DeKalb County GOP Chair: Georgia Law Was Violated in November 2020 Election and Results Should Not Have Been Certified
During the November 3, 2020 presidential election, Georgia law was broken in DeKalb County and, as such, the results should never have been certified, according to the chair of the Republican Party there.
Marci McCarthy, head of the DeKalb County GOP since April 2021, told The Georgia Star News that the handling of absentee ballots in her home county during the November 2020 election violated Georgia law.
As someone who served on a Vote Review Panel (VRP) representing the GOP during three elections in 2020 – the June presidential preference primary, August run-off election, and the combined general/special election in November 2020, McCarthy has knowledge of the absentee ballot adjudication and duplication process as well as a point of comparison in the handling of the three elections.
The VRP, established in state law, includes one member from each major political party as well an election superintendent.
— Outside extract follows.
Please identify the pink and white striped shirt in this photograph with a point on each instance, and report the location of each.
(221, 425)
The VRP manually reviews or adjudicates all absentee ballots rejected by the ballot scanner that creates an electronic image of the ballot and generates duplicate ballots that can be accepted by the scanner.
In the case of a non-partisan election or a question on the ballot, the two elector members of the VRP are non-partisan.
Absentee ballots are duplicated when they are so torn, bent or otherwise defective, such as the voter’s intent not being clear, that they cannot be processed by the scanning machine. In addition, all UOCAVA – Uniformed and Overseas Citizens Absentee Voting Act – because they are not on ballot paper are unable to be fed into the scanner and are also duplicated.